13 May 2016

Mega cites safety fears over users' info

8:39 am on 13 May 2016

The cloud storage site Mega says it fears for the safety of its users if it has to hand over their personal information to the Kazakhstan government.

no caption

Kazakhstan says sensitive government documents were stolen and uploaded to Mega. Photo: 123RF

The High Court in Auckland yesterday ordered the website to hand over IP addresses, email addresses and other information of Mega users, suspected of hacking Kazakhstan's government computer system in 2014.

The New Zealand-based website was founded by internet businessman Kim Dotcom but he said last year he was no longer a director, manager or shareholder.

Kazakhstan said substantial numbers of sensitive government documents and emails were stolen during the hack and then uploaded to Mega.

It had already filed legal proceedings in a New York court suing 100 unnamed "John Does" that it believed carried out the hack, but wanted the information from Mega to help identify who those people were.

The High Court ruling accepted that the information Kazakhstan wanted was "essential to identifying at least some of the 'Does' named as defendants in the complaint".

It ordered Mega to comply with the request to turn over IP addresses, email addresses, contact information, account information and payment information of certain users.

Cloud storage website Mega.

The Mega website was launched by Kim Dotcom in 2013. Photo: MEGA.NZ

Earlier this year, a California federal court refused to grant a similar order against Facebook, where the Kazakh news website Respublika, a major critic of the country's government, had published articles based on the hacked documents.

But in New Zealand, Justice Moore dismissed Mega's concerns about the privacy of its users.

"This information is neither particularly revealing nor particularly sensitive; it does not, for instance, carry the same degree of confidentiality as an individual's email or phone records. Therefore, I am satisfied that the privacy interests in this case should not carry significant weight," he wrote.
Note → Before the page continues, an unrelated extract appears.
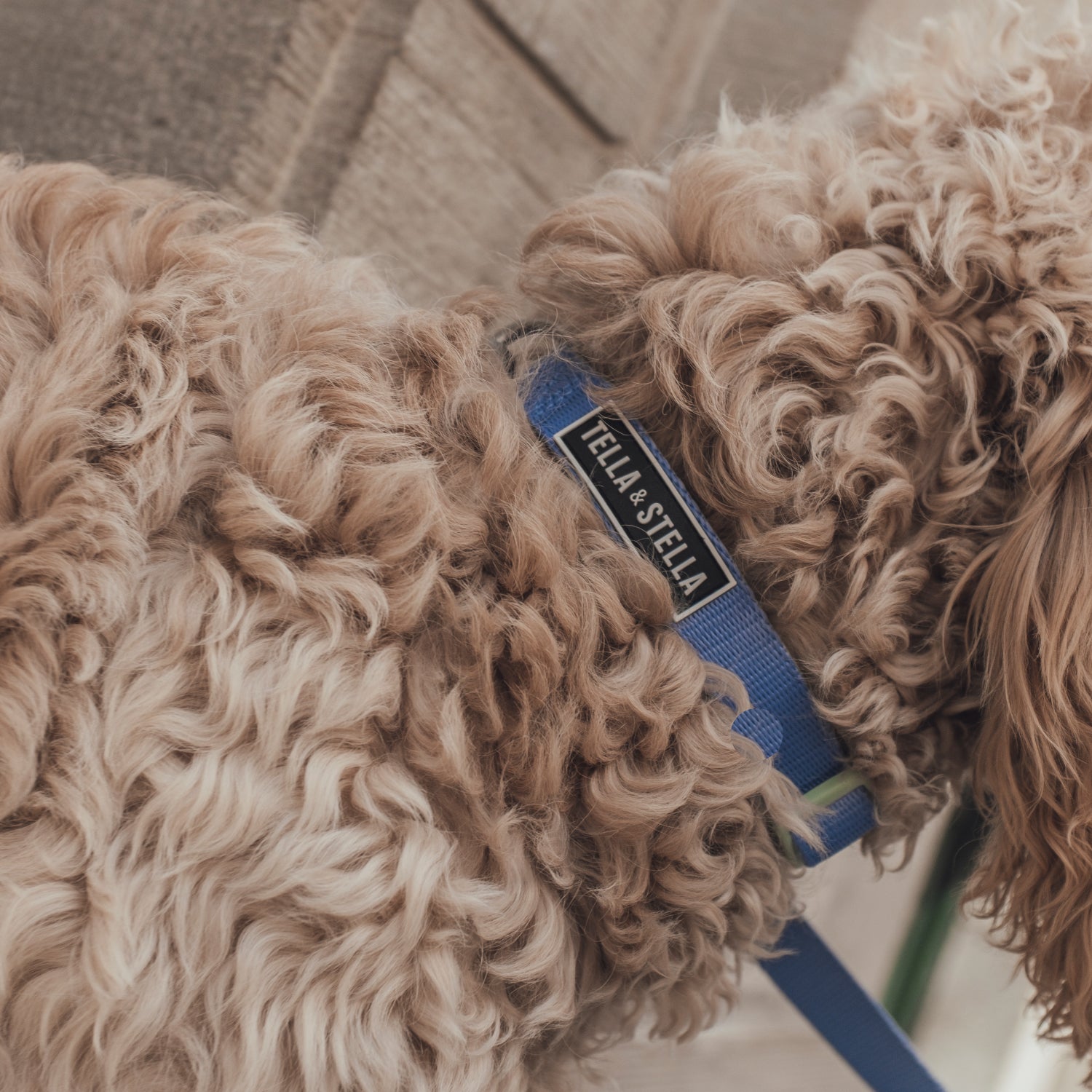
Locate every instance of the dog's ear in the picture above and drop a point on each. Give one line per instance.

Mega's chairman Stephen Hall said the company was worried about what could happen to the users whose information had been requested, if Mega complied with the order.

"Kazakhstan has a terrible civil rights record, and although they've couched it as a civil proceeding ... we were very concerned that these users may suffer significant impact if their email addresses are disclosed."

Kazakhstan’s President Nursultan Nazarbayev

Kazakhstan’s President Nursultan Nazarbayev Photo: AFP

In some cases where users had clearly done something illegal, Mega did provide information to authorities if requested to do so, Mr Hall said.

"But at the same time we also see cases where there's repressive regimes trying to stifle genuine public comment under the guise of illegality or copyright abuse ... so it's a fine line to balance that repressive and improper use, and the genuine cases where, if there is illegal activity, we will support the authorities."

There was no indication or proof that the people who uploaded the documents to Mega were even the original hackers, Mr Hall said.

The company was considering its next steps, including whether to appeal the order, he said.

Kazakhstan's lawyer in New Zealand, Daniel Kalderimis, said he was not surprised the High Court had granted Kazakhstan's request.

"The jurisdiction that it's exercising under the Evidence Act is well-known, it's narrow - and that was the case that Kazakhstan had to satisfy the New Zealand court it could meet," Mr Kalderimis said.

"There was a narrow request for specific information, that wouldn't be a wide-ranging, fishing expedition."

Requests from foreign countries had been granted before, but it was the first time he was aware of that a request for internet user information had been made and granted, he said.